Here's a few names I just devised: ClouDuplicate , Clouder, DupliCloud, CfC (cloud file cloud)..
Instead, it's very uncool to try to pollute an existing namespace of the same thing. Talking about pro-level bad will here.
I agree the name is confusing, however this is not intentional. As I explained in the other comment, I chose duplicacy because the domain name was available and this is a very good name for a backup tool (even better than duplicity).
I chose this fair source license because this is basically the only free-for-personal-use license. Many people here ask why I didn't go with a free license like GPL. Here is why. I believe software should be free for personal users, but I don't like for-profit companies using it for free. This software can potentially help companies solve a painful everyday problem (and therefore make more money) and yet there isn't a license to require them to pay if they don't distribute the software. In my opinion, this is extremely unfair to independent developers like me.
GitHub does not restrict licensing on their public repositories; I'm not interested in declaring myself a shaman for the "spirit of GitHub" to address that point.
http://www.infoworld.com/article/2615869/open-source-softwar...
I do agree with this part of your post:
Not cool. Not cool at all.
Either naivety or guerilla growth hacking / marketing; we'll see how things shake out.
I'm not a lawyer, but the user cap would seem to apply to "use" of the software, not simple copying.

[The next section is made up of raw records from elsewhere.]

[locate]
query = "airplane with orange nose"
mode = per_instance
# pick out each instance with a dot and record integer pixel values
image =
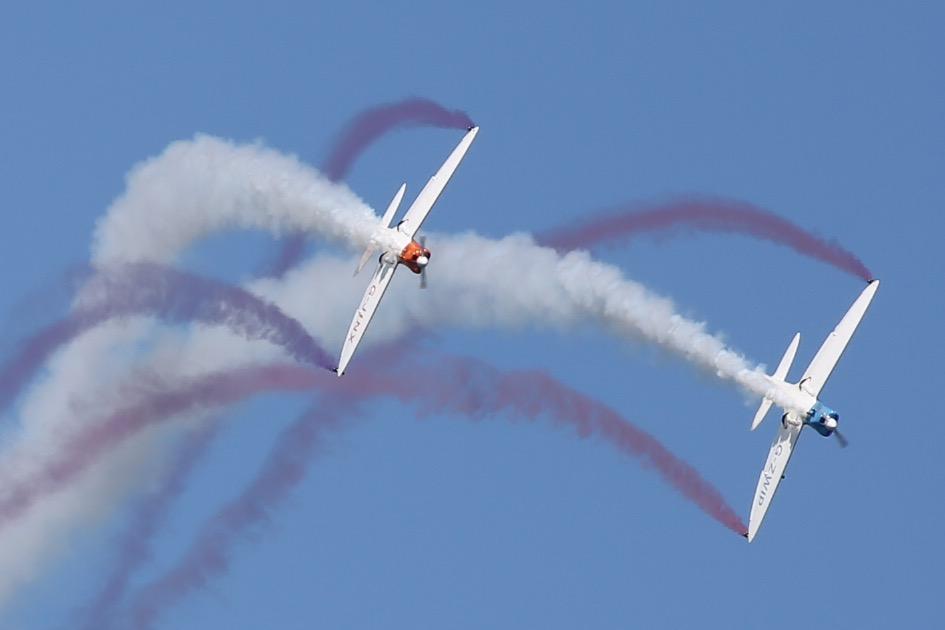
(399, 246)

I don't think this is against the spirit of GitHub, either. I ain't GitHub, though, so that opinion is by no means authoritative.

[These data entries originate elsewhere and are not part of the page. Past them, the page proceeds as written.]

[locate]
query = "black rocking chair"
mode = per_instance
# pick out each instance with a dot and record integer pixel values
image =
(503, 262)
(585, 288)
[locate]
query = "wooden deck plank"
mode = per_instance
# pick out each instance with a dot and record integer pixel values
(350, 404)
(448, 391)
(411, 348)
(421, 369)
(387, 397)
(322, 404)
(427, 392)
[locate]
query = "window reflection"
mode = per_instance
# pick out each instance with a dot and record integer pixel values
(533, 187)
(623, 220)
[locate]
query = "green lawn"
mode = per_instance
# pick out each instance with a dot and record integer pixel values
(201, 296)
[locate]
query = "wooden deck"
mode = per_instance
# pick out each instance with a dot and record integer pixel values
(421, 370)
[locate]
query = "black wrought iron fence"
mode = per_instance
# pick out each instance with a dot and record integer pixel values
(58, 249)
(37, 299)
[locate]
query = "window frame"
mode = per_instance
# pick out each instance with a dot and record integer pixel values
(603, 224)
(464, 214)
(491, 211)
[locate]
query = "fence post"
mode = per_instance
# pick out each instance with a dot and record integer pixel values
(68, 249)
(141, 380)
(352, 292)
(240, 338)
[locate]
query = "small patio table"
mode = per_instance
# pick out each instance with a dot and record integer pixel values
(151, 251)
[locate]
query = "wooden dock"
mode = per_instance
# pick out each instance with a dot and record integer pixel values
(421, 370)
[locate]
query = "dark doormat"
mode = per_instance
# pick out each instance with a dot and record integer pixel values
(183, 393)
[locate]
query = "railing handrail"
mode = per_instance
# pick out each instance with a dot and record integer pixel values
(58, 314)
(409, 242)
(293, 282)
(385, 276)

All this is different from, say, SourceForge, where using SourceForge to host your code did (does?) require licensing your code under a FOSS license.
----
Regardless, still scummy to take a name so close to an existing actually-FOSS project with similar goals. Additionally scummy to call the license "fair" (if it ain't free, it ain't fair), though that's probably not the developer's fault.
Or you know, since it's written in Go, how about GoDuplicate, GoBackup, etc.
I like giving people the benefit of the doubt, but it's just so similar and they have so many obvious pun options that even the most uncreative person probably would have come up with a more unique name.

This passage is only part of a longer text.